Dr Deepika Sirineni said, “Brain stroke is the second leading cause of death and disability in India. The deaths caused due to stroke account for nearly 6 million per year which is more than the combined deaths due to malaria, AIDS and tuberculosis. Unfortunately, in spite of the magnitude of the problem, the social awareness for this condition is dismal. The awareness is so poor that most perceive stroke to be heart attack, while it means brain attack.”
“The problem doesn't get much needed attention from the NGOs, government and health organisations. Most treat this as an eventual disease of aging and believe that it’s not treatable or preventable. This is wrong. Due to increasing risk factors, the incidence of stroke amongst those below 60 years of age is rising. A better understanding of risk factors and the advent of newer and safer medications makes stroke an entirely preventable and treatable ailment,” the doctor added.

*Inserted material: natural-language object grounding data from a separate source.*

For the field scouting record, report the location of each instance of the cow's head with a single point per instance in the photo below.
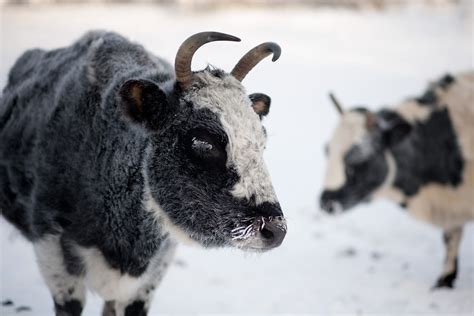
(358, 161)
(205, 175)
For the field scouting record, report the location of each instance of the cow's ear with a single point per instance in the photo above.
(394, 128)
(260, 103)
(143, 102)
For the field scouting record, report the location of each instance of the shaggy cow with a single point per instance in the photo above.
(419, 154)
(107, 154)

“Stroke is caused when a part of brain stops functioning due to lack of blood supply or blood leak. The typical warning signs of stroke are sudden difficulty in speaking, weakness in hands or legs, deviation of face, inability to see, inability to stand. The common risk factors for stroke are hypertension, diabetes, obesity, smoking etc. It can be prevented by maintaining blood pressure within normal limits, controlling sugar consumption in the case of diabetics, quitting smoking, starting regular exercise and maintaining a healthy diet,” Dr Deepika suggested.
“In case one notices symptoms of stroke, one should reach the nearest hospital with a neurologist within three hours. The first three hours are highly critical. A clot removing medication can work within the first three hours of stroke onset. However, this can be administered to patients with stroke caused by a blood clot. Brain stroke resulting from blood leak cannot be treated with this medication,” concluded the doctor.